Brian Trenchard-Smith is an Australian director who has gained a certain cult fame – Quentin Tarantino even considers himself a fan. Though British born, Trenchard-Smith was raised in Australia and found his footing in various action movies in the 1970s Ozploitation heyday, most famously The Man from Hong Kong (1975). In genre material, Trenchard-Smith directed the sf prison film Turkey Shoot (1983), the quite good future satire Dead-End Drive-In (1986) and the modestly effective children’s film Frog Dreaming/The Quest (1986), before going to the US for films like Night of the Demons 2 (1994), Official Denial (1994), Leprechaun 3 (1995), Leprechaun 4: Leprechaun in Space (1996), Doomsday Rock (1997), Atomic Dog (1998), Megiddo (2001), Sightings: Heartland Ghost (2002), The Paradise Virus (2003), Tyrannosaurus Azteca/Aztec Rex (2007) and Arctic Blast (2010).
Trenchard-Smith had a good run in the 1970s and early 80s where the films he was making – The Man from Hong Kong, Day of the Assassin (1979), The Siege of Firebase Gloria (1988), even the derided Turkey Shoot – had decent budgets and were bringing Hollywood names to Australia to star. After that point however, Trenchard-Smith’s budgets and available list of name stars began to thin out. His films of the 1990s and 2000s look impoverished – at least those I have managed to get hold of with several being obscure, made for tv or not getting proper releases.
Out of the Body was clearly one of these films made on a lesser budget. The biggest name star it has to draw on is British actor Shane Briant who turns up for all of a single scene as the boyfriend of tv presenter Mary Regan. Clearly, Trenchard-Smith wasn’t putting much effort in and the result is a dull film. The script seems to be struggling with its concept. It has been pitched as a film about Astral Travel and there are a couple of scenes where Mark Hembrow does so. In actuality, it is more a film about Clairvoyance and treads a familiar path of stories such as Baffled! (1972), Visions (1972) and Eyes of Laura Mars (1978), which act as clairvoyant detective stories where someone picks up clues about murders about to happen.
There is also some very silly direction, none more so than the scene when Carrie Zivetz is pursued through a library as books fly out at her from the aisles, medical skeletons rotate to look as she passes and even the attempts to make gargoyles look sinister.
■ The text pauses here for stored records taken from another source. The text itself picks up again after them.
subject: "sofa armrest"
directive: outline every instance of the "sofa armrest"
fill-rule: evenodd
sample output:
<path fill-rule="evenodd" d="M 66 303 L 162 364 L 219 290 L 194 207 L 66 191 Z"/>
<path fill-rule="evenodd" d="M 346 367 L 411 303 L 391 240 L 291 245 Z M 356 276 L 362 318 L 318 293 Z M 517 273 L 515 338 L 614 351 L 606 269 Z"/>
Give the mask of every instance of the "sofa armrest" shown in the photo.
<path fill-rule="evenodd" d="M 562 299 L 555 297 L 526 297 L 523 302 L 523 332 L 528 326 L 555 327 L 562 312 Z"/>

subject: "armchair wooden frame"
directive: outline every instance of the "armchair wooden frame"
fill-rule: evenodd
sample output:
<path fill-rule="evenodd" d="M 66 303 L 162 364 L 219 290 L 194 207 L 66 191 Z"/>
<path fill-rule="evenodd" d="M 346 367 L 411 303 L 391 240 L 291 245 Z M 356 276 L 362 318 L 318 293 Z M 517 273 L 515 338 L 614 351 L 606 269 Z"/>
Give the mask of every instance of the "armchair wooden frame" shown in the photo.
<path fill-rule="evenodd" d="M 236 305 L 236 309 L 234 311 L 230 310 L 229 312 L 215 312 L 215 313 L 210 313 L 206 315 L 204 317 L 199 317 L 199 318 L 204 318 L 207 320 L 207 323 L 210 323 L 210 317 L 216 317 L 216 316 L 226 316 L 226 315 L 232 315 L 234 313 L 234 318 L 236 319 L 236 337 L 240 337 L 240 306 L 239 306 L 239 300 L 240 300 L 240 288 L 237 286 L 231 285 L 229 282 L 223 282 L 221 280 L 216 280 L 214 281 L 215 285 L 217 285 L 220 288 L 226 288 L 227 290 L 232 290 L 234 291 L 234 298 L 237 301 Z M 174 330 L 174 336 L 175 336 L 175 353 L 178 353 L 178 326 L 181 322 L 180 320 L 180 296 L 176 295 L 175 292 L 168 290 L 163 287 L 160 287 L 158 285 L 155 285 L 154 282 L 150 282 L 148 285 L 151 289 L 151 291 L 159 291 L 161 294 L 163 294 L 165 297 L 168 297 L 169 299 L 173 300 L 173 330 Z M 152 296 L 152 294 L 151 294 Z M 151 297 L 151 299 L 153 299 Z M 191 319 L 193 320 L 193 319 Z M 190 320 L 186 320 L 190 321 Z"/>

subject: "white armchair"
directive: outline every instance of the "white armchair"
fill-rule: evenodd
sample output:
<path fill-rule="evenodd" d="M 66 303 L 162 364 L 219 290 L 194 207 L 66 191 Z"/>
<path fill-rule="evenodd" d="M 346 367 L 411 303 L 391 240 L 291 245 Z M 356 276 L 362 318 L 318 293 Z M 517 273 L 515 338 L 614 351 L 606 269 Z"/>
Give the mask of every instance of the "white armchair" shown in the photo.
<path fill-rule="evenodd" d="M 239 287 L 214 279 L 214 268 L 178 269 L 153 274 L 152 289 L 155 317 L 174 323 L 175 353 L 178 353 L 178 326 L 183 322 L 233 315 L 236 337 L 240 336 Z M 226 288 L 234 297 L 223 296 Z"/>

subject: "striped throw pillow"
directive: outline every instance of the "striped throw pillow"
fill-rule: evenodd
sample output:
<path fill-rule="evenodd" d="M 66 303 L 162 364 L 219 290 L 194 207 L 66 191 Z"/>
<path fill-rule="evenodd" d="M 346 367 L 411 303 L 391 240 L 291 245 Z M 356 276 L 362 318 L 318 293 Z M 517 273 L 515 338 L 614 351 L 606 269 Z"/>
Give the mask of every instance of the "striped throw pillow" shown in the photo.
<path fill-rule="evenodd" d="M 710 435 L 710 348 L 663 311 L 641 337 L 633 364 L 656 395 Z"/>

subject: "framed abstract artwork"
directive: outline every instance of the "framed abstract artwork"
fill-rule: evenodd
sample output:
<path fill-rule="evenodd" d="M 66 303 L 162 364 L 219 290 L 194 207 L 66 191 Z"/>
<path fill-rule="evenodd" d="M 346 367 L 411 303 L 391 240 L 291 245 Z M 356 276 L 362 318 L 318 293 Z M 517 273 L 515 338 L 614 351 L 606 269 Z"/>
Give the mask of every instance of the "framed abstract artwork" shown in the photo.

There is a moderate jolt when Carrie Zivetz hypnotises Mark Hembrow in her office and presses him to recall who the killer is and he abruptly comes up off the couch with his eyes black. In the next scene, she flees into her office and is attacked by office furniture come to life. There is a very silly climax with Tessa Humphries running around a warehouse district pursued by a possessed cop car and seeing John Ley being levitated twenty feet up into the air and then made to shoot himself, all before a predictable twist ending.
Over-acting seems the call of the day. The most guilty offender among these is Mark Hembrow who looks more like a surfer than someone troubled by clairvoyant visions. Some scenes of him yelling “The cat! The cat!” induce more laughter than they do conviction, while the height of silliness is his scenes being taken into police custody. Tessa Humphries, the daughter of Barry Humphries aka Dame Edna Everage, is not much better, especially in the scenes where it comes to her trying to portray distress.